Estados mais desiguais têm maior taxa de adoecimento e morte por covid-19, diz estudo

Pesquisa da Universidade Federal do Rio Grande (FURG) mostra impacto da desigualdade social no combate à pandemia

Um estudo liderado por pesquisadores da Universidade Federal do Rio Grande (FURG) relaciona os índices de desigualdade econômica ao aumento no risco de adoecimento e morte pela covid-19. Conforme a pesquisa, publicada em forma de artigo na Revista Brasileira de Epidemiologia, as taxas de incidência e mortalidade pela doença foram crescentes em todos os estados brasileiros, tendo sido mais acentuadas nas regiões com maior desigualdade.

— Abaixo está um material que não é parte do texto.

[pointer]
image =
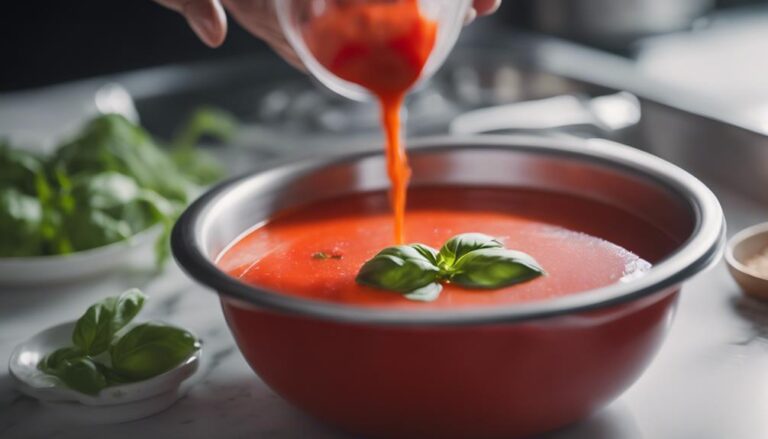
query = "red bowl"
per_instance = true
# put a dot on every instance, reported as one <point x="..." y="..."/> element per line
<point x="506" y="371"/>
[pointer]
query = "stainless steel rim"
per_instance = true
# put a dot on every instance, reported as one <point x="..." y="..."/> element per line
<point x="701" y="250"/>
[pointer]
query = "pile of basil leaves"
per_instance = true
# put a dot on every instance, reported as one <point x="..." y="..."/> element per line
<point x="112" y="181"/>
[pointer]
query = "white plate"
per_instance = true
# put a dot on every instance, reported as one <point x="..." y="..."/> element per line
<point x="113" y="404"/>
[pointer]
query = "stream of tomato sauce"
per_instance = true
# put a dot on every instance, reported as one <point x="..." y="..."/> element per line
<point x="383" y="47"/>
<point x="315" y="251"/>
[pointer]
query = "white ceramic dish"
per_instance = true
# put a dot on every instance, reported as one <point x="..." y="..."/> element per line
<point x="114" y="404"/>
<point x="41" y="270"/>
<point x="741" y="247"/>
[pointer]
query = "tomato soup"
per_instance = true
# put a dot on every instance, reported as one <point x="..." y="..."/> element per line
<point x="383" y="47"/>
<point x="316" y="251"/>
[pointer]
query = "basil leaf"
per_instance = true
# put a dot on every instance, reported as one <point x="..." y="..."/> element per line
<point x="75" y="370"/>
<point x="400" y="268"/>
<point x="428" y="252"/>
<point x="426" y="293"/>
<point x="460" y="245"/>
<point x="20" y="169"/>
<point x="494" y="268"/>
<point x="21" y="222"/>
<point x="112" y="143"/>
<point x="199" y="166"/>
<point x="205" y="121"/>
<point x="81" y="374"/>
<point x="150" y="349"/>
<point x="127" y="307"/>
<point x="95" y="329"/>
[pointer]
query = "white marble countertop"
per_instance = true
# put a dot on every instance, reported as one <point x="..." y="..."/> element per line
<point x="709" y="380"/>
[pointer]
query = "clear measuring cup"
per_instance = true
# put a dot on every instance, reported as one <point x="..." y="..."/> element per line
<point x="295" y="14"/>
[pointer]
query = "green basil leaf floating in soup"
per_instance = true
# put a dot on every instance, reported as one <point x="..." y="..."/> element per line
<point x="494" y="268"/>
<point x="400" y="268"/>
<point x="460" y="245"/>
<point x="112" y="143"/>
<point x="95" y="330"/>
<point x="428" y="252"/>
<point x="22" y="223"/>
<point x="150" y="349"/>
<point x="81" y="374"/>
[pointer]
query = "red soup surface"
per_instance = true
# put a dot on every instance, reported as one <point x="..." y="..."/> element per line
<point x="582" y="244"/>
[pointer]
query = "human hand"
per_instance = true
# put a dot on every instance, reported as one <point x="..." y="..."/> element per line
<point x="209" y="21"/>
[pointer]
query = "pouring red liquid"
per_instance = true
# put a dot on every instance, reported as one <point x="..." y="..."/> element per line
<point x="383" y="47"/>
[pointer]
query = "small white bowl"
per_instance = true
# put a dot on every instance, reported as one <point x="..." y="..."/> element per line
<point x="114" y="404"/>
<point x="42" y="270"/>
<point x="742" y="246"/>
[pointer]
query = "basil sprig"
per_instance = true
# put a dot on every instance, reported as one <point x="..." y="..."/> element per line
<point x="472" y="260"/>
<point x="105" y="354"/>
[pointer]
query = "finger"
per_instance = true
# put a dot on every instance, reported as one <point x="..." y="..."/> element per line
<point x="485" y="7"/>
<point x="205" y="17"/>
<point x="259" y="17"/>
<point x="470" y="17"/>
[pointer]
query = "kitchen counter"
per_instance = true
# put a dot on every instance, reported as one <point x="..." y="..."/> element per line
<point x="708" y="381"/>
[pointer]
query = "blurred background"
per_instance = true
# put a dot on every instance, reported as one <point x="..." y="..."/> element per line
<point x="49" y="42"/>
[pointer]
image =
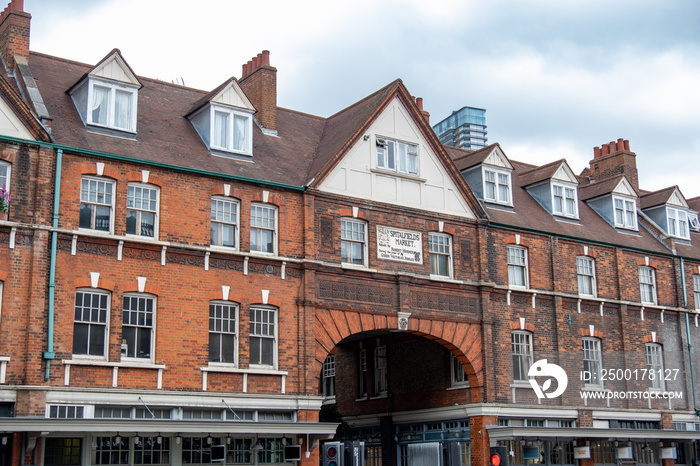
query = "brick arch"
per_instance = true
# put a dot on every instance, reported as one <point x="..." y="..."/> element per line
<point x="462" y="339"/>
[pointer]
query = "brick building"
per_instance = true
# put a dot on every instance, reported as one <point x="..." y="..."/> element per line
<point x="190" y="274"/>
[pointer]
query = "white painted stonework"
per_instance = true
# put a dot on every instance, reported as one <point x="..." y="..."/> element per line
<point x="357" y="174"/>
<point x="10" y="125"/>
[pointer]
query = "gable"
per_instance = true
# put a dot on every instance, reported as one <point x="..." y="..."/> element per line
<point x="233" y="96"/>
<point x="115" y="68"/>
<point x="357" y="174"/>
<point x="624" y="188"/>
<point x="498" y="159"/>
<point x="677" y="199"/>
<point x="11" y="125"/>
<point x="565" y="174"/>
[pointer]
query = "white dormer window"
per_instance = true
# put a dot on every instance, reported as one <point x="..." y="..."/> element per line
<point x="231" y="130"/>
<point x="677" y="223"/>
<point x="112" y="105"/>
<point x="497" y="186"/>
<point x="564" y="200"/>
<point x="625" y="213"/>
<point x="693" y="221"/>
<point x="397" y="156"/>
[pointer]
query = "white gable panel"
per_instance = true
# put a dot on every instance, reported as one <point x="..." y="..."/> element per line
<point x="677" y="199"/>
<point x="624" y="188"/>
<point x="11" y="125"/>
<point x="115" y="68"/>
<point x="498" y="159"/>
<point x="565" y="174"/>
<point x="233" y="95"/>
<point x="357" y="174"/>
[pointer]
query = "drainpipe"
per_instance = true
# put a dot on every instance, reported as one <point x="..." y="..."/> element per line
<point x="49" y="353"/>
<point x="690" y="346"/>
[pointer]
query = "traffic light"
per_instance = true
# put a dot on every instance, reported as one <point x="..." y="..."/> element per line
<point x="498" y="456"/>
<point x="332" y="454"/>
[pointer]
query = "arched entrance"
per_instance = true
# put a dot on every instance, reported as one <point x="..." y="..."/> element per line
<point x="400" y="386"/>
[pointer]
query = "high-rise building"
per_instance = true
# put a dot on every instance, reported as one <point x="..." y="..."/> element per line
<point x="465" y="128"/>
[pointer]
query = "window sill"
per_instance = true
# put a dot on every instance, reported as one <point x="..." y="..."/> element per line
<point x="443" y="278"/>
<point x="520" y="384"/>
<point x="115" y="365"/>
<point x="94" y="232"/>
<point x="236" y="370"/>
<point x="460" y="386"/>
<point x="104" y="363"/>
<point x="382" y="171"/>
<point x="354" y="266"/>
<point x="246" y="372"/>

O professor Lauro Demenech, do Centro de Estudos sobre Risco e Saúde (Ceris), vinculado ao curso de Psicologia, explica o processo de pesquisa. Primeiramente, foram acessados os números sobre infecções e óbitos por covid-19 dos dados oficiais brasileiros. “A partir disso, acompanhamos por 12 semanas as evoluções desses dados, calculando as taxas de incidências (risco de adoecer) e taxas de mortalidade (risco de morrer) para cada estado brasileiro”, diz ele.

Paralelamente, os pesquisadores coletaram informações sobre o grau de desigualdade econômica de cada estado, disponibilizado pelo Instituto Brasileiro de Geografia e Estatística (IBGE). Por fim, compararam essas taxas para observar se havia diferença no risco de infecção e morte pelo vírus em função do tamanho da desigualdade econômica do estado onde a pessoa vive.

“Em estados com maior desigualdade econômica, as taxas de infecção e morte por covid-19 foram maiores em todas as 12 datas incluídas, uma associação que se tornou cada vez mais forte com o tempo. Além disso, e o mais surpreendente, pudemos identificar que, apesar de haver agravamento da pandemia em todos os estados brasileiros no período avaliado, essa evolução foi mais acentuada/acelerada exatamente nesses estados mais desiguais”, ressalta o pesquisador.

Os efeitos foram observados através de modelagens estatísticas temporais e espaciais, e se mantiveram mesmo quando levados em consideração aspectos como a densidade demográfica de um estado. O Rio Grande do Sul, por exemplo, é um dos estados brasileiros com menor desigualdade econômica, e, durante o período avaliado, apresentou alguns dos melhores índices no manejo da pandemia.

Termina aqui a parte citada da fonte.